Cale’in gökyüzüne doğru uzanan elleri zayıfça yere düştü.
Yere çöken elleri hala hafifçe titriyordu. Cale ellerinin titremesini durdurmayı düşünmedi.
Gümüş bir ışık.
Tüm meydanı kaplayan büyük ve yarı şeffaf kubbeyi görebiliyordu. Gümüş ışık parlak bir şekilde ışıldıyordu.
“Genç efendi-nim!”
Gashan duygusal bir sesle ona seslendi.
“Raon-nim gelmiş olmalı!”
Cale kalkanını kullanmadı. Bunu yapmasına gerek yoktu.
– İnsan!
Raon’un telaş dolu sesini duydu. Cale başını kaldırdı. Raon’un gümüş kalkanı oldukça sağlam görünüyordu.
Bu, Beyaz Yıldız ve Choi Han’ın saldırılarının artçı şoklarına karşı koymak için yeterli olacaktır, diye düşündü.
‘Çok akıllı.’
Cale, Raon’un siyah kalkan değil de gümüş kalkan kullanması karşısında iç geçirdi. Çocuktu ama akıllı bir çocuktu, tıpkı o kişi gibi.
‘Sanırım o Ejderha Lordunun çocuğu. Ayrıca gençliğinden beri Eruhaben-nim’in yanında bulunarak genç bir soylu düzeyinde eğitim aldı.
…Düşünüyorum da baya iyi.’
Cale, ifadesi ciddileşirken kendisine doğru gelen ayak seslerini duydu. Başını ayak seslerinin olduğu yöne çevirdiğinde, Veliaht Prens Valentino’nun kendisine son derece tuhaf bir ifadeyle baktığını gördü.
Gülüyor muydu, ağlıyor muydu yoksa kızgın mıydı? O kafa karıştırıcı ifadeyle hiçbir şey söylemeden ağzını birkaç kez açıp kapattı.
“…Genç efendi Cale, o gümüş ışık da mı senin eserin?”
Cale, Valentino’nun sorması bu kadar uzun süren bu soruyu duyduktan sonra düşünmek zorunda kaldı. Gümüş kalkanına benzeyen bu gümüş kubbe aslında Raon’un kalkanıydı ama Valentino’ya bunu Raon’un yaptığını söyleyemezdi.
Bir Ejderhanın varlığını bu kadar kolay ortaya çıkaramazdı.
‘Yakınlarda büyücü de yok.’
Büyücüler bu gümüş kubbenin sihirli bir kalkan olduğunu hemen anlarlardı ama ne yazık ki mana bozma araçları nedeniyle Valentino’nun yanında büyücü yoktu.
‘Lordun Şatosundaki büyücülerin buraya gelebileceği ihtimalini göz önüne alarak, yardımcı olan gizli bir müttefik olduğunu mu söylemeliyim?
Evet, hadi bunu yapalım.’
Cale düşüncelerini düzenledi ve konuşmak için ağzını açtı. Büyük ve kudretli bir büyücü müttefikinin ona yardım ettiğini söylemek üzereydi.
Ancak Valentino biraz daha hızlıydı.
“Evet. Hiçbir şey söylemene gerek yok. Düşüncelerini yeterince anlıyorum.”
‘Düşüncelerim?

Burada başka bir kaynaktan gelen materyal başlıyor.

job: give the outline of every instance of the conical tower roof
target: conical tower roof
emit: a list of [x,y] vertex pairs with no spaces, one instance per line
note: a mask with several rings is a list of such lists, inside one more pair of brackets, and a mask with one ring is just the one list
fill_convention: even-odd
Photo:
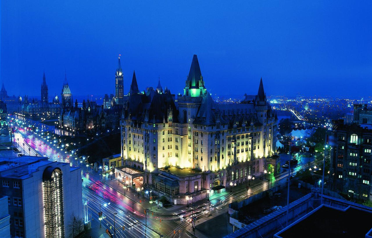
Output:
[[158,93],[163,93],[163,88],[160,84],[160,78],[159,78],[159,81],[158,82],[158,86],[156,87],[156,90]]
[[67,78],[65,72],[65,81],[63,82],[63,85],[62,86],[62,91],[61,94],[71,94],[71,90],[70,90],[70,87],[68,86],[68,83],[67,82]]
[[260,98],[260,100],[264,100],[265,98],[266,97],[266,95],[265,95],[265,91],[263,90],[263,84],[262,83],[262,78],[261,78],[261,80],[260,81],[260,86],[258,88],[258,93],[257,93],[257,95],[259,97],[259,98]]
[[190,88],[199,88],[199,81],[201,80],[202,73],[200,71],[199,62],[198,60],[198,56],[194,54],[192,57],[191,66],[190,68],[187,79],[190,82],[189,86]]
[[119,54],[119,57],[118,57],[118,69],[116,69],[116,71],[122,72],[123,71],[121,69],[121,64],[120,63],[120,56],[121,56],[121,54]]
[[138,90],[138,85],[137,84],[137,79],[136,78],[136,73],[133,71],[133,77],[132,78],[132,83],[131,84],[131,89],[129,91],[129,94],[134,93],[138,93],[140,92]]
[[43,88],[47,88],[48,85],[46,85],[46,81],[45,80],[45,72],[43,73],[43,83],[41,85],[41,87]]

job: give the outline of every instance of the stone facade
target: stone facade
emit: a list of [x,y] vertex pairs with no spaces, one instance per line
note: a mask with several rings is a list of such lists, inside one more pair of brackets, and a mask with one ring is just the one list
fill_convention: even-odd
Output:
[[[230,182],[244,182],[248,175],[261,175],[264,170],[276,173],[279,160],[270,157],[275,151],[278,119],[262,79],[257,94],[245,94],[239,103],[217,103],[207,91],[194,55],[184,95],[176,100],[160,85],[140,93],[134,73],[122,118],[123,165],[141,165],[145,184],[153,184],[160,175],[176,178],[179,194],[165,194],[182,196],[206,190],[218,192]],[[268,167],[269,157],[272,169]],[[172,167],[192,169],[198,175],[185,178],[164,169]],[[200,198],[206,196],[206,191],[201,193]]]

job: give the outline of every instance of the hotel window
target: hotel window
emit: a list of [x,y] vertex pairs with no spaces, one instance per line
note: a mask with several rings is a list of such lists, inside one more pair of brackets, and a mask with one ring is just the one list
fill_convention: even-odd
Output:
[[7,180],[3,179],[3,187],[9,187],[9,181]]
[[18,207],[22,206],[22,198],[13,198],[13,205]]
[[353,134],[350,137],[350,143],[358,143],[358,136],[355,134]]

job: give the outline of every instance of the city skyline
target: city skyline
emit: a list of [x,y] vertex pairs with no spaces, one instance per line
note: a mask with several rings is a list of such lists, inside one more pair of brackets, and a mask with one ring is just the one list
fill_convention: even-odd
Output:
[[[32,86],[41,84],[44,71],[50,91],[58,94],[65,70],[73,91],[112,93],[119,54],[125,93],[133,70],[140,90],[155,86],[160,77],[163,87],[182,93],[179,85],[194,54],[205,79],[215,83],[206,85],[213,95],[252,93],[249,85],[261,77],[269,94],[288,95],[365,96],[371,84],[368,22],[372,6],[366,1],[342,2],[337,7],[324,3],[249,8],[248,3],[226,3],[198,7],[60,4],[2,2],[1,78],[9,94],[38,95],[38,87]],[[58,11],[48,10],[55,7]],[[99,10],[116,9],[122,10],[110,15]],[[25,73],[19,73],[20,65]],[[220,87],[232,80],[243,87]],[[355,80],[365,87],[344,87]]]

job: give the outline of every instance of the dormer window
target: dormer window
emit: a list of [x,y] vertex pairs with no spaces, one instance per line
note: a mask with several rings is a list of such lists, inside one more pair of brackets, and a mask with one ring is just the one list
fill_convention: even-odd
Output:
[[354,143],[358,144],[358,135],[355,134],[353,134],[350,137],[350,143]]

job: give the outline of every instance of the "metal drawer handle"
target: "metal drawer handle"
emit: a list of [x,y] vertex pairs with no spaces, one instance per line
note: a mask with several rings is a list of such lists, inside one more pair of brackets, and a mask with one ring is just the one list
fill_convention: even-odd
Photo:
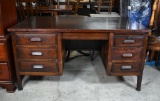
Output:
[[124,53],[124,54],[122,54],[123,58],[131,58],[132,56],[133,56],[132,53]]
[[41,38],[31,38],[31,42],[42,42]]
[[44,66],[43,65],[33,65],[34,69],[43,69]]
[[43,53],[42,52],[32,52],[31,53],[33,56],[42,56]]
[[135,41],[134,40],[124,40],[123,43],[124,44],[133,44],[133,43],[135,43]]
[[132,69],[132,66],[122,66],[121,69],[123,69],[123,70],[130,70],[130,69]]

Düşüncelerim hakkında ne biliyorsun?’
Cale şok içinde Valentino’ya baktı ama bir şeyler düşünüyormuş gibi görünen veliaht prens, Cale’den uzaklaşmadan ve yakındaki bir şövalyeye doğru yürümeden önce başını salladı.
“Ne…?”
Cale’in mırıldanmaları Valentino’ya ulaşmadı. Cale bunun yerine pantolonunun paçalarının ıslanmaya başladığını hissetti.
– Ne demek, ‘ne’, seni aptal insan! İnsan, sen bir aptalsın!
Onları göremiyordu ama Cale bacağını kavrayan ön patilerin şeklini çıkarabiliyordu. Burun çekme sesi zihninde yankılanıyordu.
Kesinlikle Raon’du. Cale sonunda bir şeyin farkına vardı.
‘Artık mana bozma araçlarının alarmını duymuyorum.’
Tüm bölgede keskin ve yüksek sesle yankılanan gürültü artık duyulamıyordu. Bu sadece tek bir şeyi simgeliyordu.
‘Mana bozma araçlarını bulup yok ettiler mi yani?’
Cale, Raon’la gelmesi gereken Eruhaben’in nerede olabileceğini merak ederken…
– H, her şeyi yok edelim! Eşek sudan gelinceye kadar dövelim! Yok edelim!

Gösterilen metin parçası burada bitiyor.